Tax fraud, a type of federal fraud, is the intentional attempt to avoid paying taxes to the United States government. Generally speaking, this form of fraud typically results in fines and the possibility of imprisonment.
As someone accused of this crime, it's important to be able to differentiate between tax fraud and negligence. Sometimes, what some perceive as you being fraudulent with your taxes is simply an oversight. For instance, if you do your own taxes, you might be unaware of a new law or particular form to file, which could lead to an error.

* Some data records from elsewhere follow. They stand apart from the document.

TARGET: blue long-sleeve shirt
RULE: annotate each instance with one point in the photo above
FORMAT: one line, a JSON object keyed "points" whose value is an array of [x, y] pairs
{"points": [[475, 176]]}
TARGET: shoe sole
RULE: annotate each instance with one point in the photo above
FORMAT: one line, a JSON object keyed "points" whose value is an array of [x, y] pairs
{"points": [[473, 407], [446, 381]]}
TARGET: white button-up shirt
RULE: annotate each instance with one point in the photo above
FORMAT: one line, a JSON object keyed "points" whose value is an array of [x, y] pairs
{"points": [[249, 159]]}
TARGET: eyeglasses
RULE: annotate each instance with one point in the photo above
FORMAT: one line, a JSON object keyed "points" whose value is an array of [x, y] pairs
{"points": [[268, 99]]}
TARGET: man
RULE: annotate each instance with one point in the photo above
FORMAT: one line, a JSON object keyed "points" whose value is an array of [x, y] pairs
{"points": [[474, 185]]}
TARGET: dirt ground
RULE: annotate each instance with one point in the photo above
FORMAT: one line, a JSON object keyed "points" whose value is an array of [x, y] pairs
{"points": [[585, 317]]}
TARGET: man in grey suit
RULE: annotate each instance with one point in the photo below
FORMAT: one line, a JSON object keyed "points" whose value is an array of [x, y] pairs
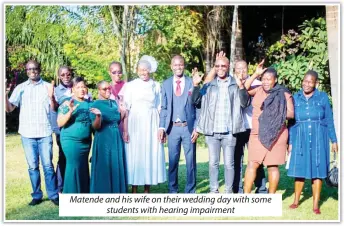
{"points": [[178, 120]]}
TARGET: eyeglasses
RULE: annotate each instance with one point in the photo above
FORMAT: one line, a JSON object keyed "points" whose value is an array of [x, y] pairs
{"points": [[32, 69], [116, 72], [223, 66]]}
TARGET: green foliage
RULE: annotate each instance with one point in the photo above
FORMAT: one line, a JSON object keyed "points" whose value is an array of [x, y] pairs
{"points": [[296, 53], [171, 30]]}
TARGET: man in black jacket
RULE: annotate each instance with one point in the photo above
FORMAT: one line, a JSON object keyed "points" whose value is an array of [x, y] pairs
{"points": [[221, 102]]}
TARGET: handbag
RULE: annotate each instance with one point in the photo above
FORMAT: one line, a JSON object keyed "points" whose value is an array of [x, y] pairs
{"points": [[332, 177]]}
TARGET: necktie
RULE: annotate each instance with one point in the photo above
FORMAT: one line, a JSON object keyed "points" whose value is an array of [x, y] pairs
{"points": [[178, 89]]}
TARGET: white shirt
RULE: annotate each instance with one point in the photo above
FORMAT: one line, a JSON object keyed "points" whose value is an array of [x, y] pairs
{"points": [[34, 103], [248, 110], [182, 84]]}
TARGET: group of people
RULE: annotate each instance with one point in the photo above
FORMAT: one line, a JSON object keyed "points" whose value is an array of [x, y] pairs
{"points": [[131, 121]]}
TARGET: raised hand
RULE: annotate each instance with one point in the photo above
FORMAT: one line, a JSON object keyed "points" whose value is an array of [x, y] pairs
{"points": [[70, 105], [289, 149], [220, 54], [334, 147], [8, 87], [260, 69], [161, 135], [240, 81], [194, 136], [196, 77], [51, 88], [95, 111]]}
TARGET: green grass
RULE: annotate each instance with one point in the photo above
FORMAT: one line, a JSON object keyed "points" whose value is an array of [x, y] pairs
{"points": [[18, 189]]}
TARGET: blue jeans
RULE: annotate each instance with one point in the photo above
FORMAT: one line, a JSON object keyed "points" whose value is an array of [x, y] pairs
{"points": [[177, 137], [227, 142], [34, 149], [61, 165], [260, 181]]}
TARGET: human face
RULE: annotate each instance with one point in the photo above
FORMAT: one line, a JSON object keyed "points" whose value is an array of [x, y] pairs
{"points": [[240, 70], [104, 91], [221, 68], [65, 77], [143, 72], [115, 73], [79, 90], [177, 66], [268, 81], [308, 84], [33, 71]]}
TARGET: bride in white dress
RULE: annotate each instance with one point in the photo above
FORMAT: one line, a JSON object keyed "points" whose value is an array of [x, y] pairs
{"points": [[145, 154]]}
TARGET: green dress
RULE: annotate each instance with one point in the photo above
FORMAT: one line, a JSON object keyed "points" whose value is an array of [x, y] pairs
{"points": [[76, 141], [109, 166]]}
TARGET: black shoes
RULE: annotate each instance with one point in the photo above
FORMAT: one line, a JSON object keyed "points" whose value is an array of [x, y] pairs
{"points": [[55, 201], [38, 201], [35, 202]]}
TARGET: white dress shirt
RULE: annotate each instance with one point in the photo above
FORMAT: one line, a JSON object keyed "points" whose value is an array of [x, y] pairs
{"points": [[182, 84]]}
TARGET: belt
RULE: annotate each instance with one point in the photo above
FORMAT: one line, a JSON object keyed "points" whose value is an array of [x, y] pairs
{"points": [[181, 124]]}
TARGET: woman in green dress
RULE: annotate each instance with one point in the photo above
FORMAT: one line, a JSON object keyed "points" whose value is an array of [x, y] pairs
{"points": [[74, 118], [109, 166]]}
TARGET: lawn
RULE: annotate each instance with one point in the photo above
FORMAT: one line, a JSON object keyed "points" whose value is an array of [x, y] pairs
{"points": [[18, 189]]}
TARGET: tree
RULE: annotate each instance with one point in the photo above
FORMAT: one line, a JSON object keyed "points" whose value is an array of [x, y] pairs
{"points": [[332, 38]]}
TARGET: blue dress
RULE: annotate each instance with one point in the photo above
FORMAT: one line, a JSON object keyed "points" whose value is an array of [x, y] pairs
{"points": [[109, 166], [310, 136]]}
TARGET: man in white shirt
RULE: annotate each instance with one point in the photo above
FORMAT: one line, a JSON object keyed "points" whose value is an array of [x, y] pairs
{"points": [[240, 69]]}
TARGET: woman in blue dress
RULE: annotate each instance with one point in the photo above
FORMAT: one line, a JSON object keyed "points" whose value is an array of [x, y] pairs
{"points": [[74, 118], [109, 166], [309, 139]]}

There are some specific activities the Internal Revenue Service typically tags as fraudulent behavior that is likely intentional. These include:
- Falsifying documents
- Using false Social Security numbers
- Underreporting income intentionally
- Keeping two sets of ledgers
- Overstating exemptions and deductions
- Falsifying business expenses
It's most common for people paid only in cash or the self-employer to make mistakes or to participate in fraud, because there are many cash transactions. It's easy for these individuals to underreport income from cash sales or payments. Some of the jobs found to have the most people committing fraud include doctors, car dealers, restaurant owners, hairdressers and salespeople.
Since income tax reporting is usually done by individuals themselves, the courts do generally punish fraud harshly as a way to prevent and discourage fraud. Some possible penalties include prison time, heavy fines, civil taxes and other penalties. Anyone accused of these crimes needs to understand their rights and how to best defend themselves against the punishments that they could face if convicted of fraud.